Heavy rare earths a blind spot in the electric vehicle supply chain


Original Publication


Electric Vehicles

Rare Earths

Rare earths will play an essential role in the global decarbonization and electrification transition. Rare earths are critical elements to high end permanent magnets used in electric vehicles and wind turbines. As demand for electric vehicles and wind power is growing exponentially so will the demand for permanent magnets. According to Adamas Intelligence, permanent magnets represent 95% of the total value of global rare earth oxide consumption in 2021. Electric vehicle drive trains and wind turbine generators made up an estimated 30% of permanent magnets demand in 2022 and most of the demand growth over the next decade will come from these two sectors.

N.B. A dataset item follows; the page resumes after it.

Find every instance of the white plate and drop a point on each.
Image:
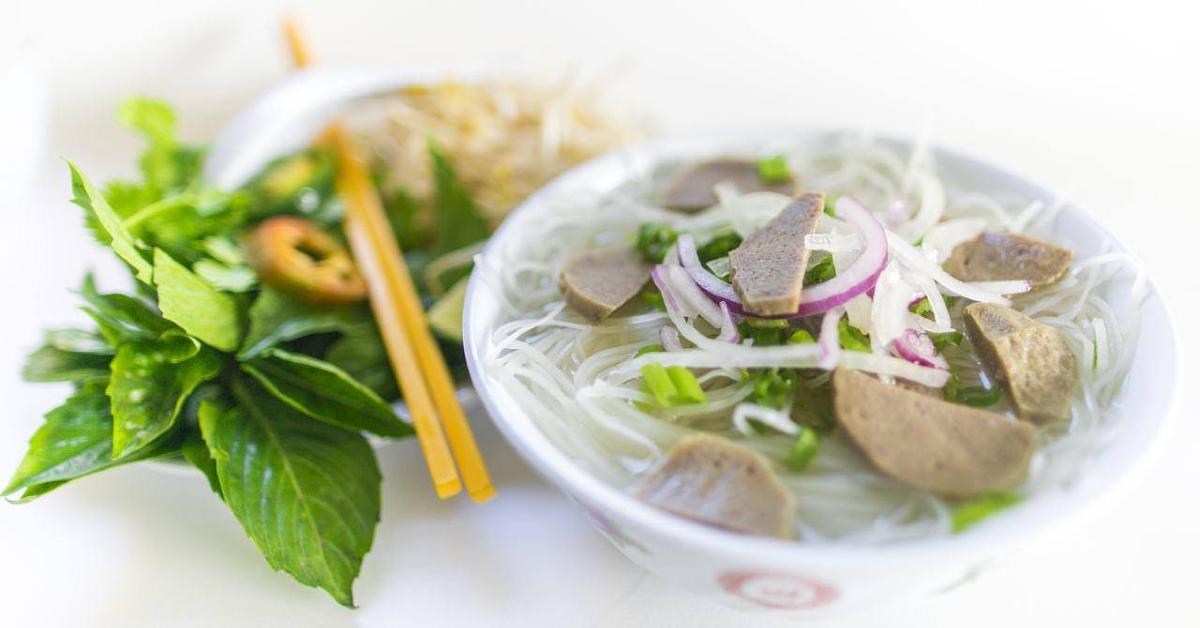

“Lithium and rare earths will soon be more important than oil and gas.” 

At the State of the European Union on 14 September 2022, the President of the European Commission, Ursula von der Leyen announced - The European Critical Raw Materials Act (‘ECRMA’), “Lithium and rare earths will soon be more important than oil and gas. Our demand for rare earths alone will increase fivefold by 2030. We must avoid becoming dependent again, as we did with oil and gas. We will identify strategic projects all along the supply chain, from extraction to refining, from processing to recycling. And we will build up strategic reserves where supply is at risk. This is why, today, I am announcing a European Critical Raw Materials Act.”.

While it is encouraging to see Europe acknowledging the problematic dependence on foreign nations for critical minerals, China is still dominating the entire supply chain, from mining 63%, oxides 93%, metals and alloys 91%, NdFeB alloys and powders 93% to NdFeB magnets 92%. Chinese dominance is the reason Europe and North America are seeking to diversify supply chains but achieving complete independence will take decades if ever. Long term investment is needed today to build a sustainable western supply chain of critical minerals, but the permitting process is slow and getting a new mine into production can take anything from 10-15 years. Governments and policymakers need to adapt to a new era of energy where critical minerals are essential, fast tracking the permitting process is one way to speed up the energy transition.

"Dysprosium and Terbium are required in conditions where temperature, motion and other damaging forces are high, such as electric vehicle drive trains and wind turbine generators"

Not all rare earths are created equal, and there are a set of seventeen different metallic elements. They can be classified as either light or heavy. Heavy rare earths are of special strategic concern, including Dysprosium (“Dy”) and Terbium (“Tb”). Dysprosium and Terbium are required in conditions where temperature, motion and other damaging forces are high, such as electric vehicle drive trains and wind turbine generators. Dysprosium and Terbium have already entered a period of structural deficit, and the deficit is accelerating. Most attention has however been drawn to hardrock projects with high Neodymium (“Nd”) and Praseodymium (“Pr”) exposure, but with limited Dy and Tb levels. Investors and stakeholders need to focus on projects with a balanced basket of both magnet and heavy rare earths oxides. Scrutinizing the basket weight of each rare earths project is a good exercise to identify projects that are enriched on both NdPr and DyTb and that can answer to the challenges the western world is facing. The next step is to identify potential red flags. This includes analyzing levels of radionuclides, capex/opex, minesite recovery, minesite payability, infrastructure, permitting risk, environmental and other ESG (Environmental, Social, and Governance) factors. Ionic adsorption clay (“IAC”) deposits tick all the right boxes and avoid many of the fatal flaws associated with hardrock projects.

Building a western supply chain of sustainable high value-added rare earths materials is pivotal to the national security of western nations and to accelerate the advent of electric transportation and renewable energy. As demand continues to outstrip supply, the supply deficit will widen. With the electric vehicle revolution in full swing, heavy rare earths remain a blind spot in the automotive supply chain and a limiting factor.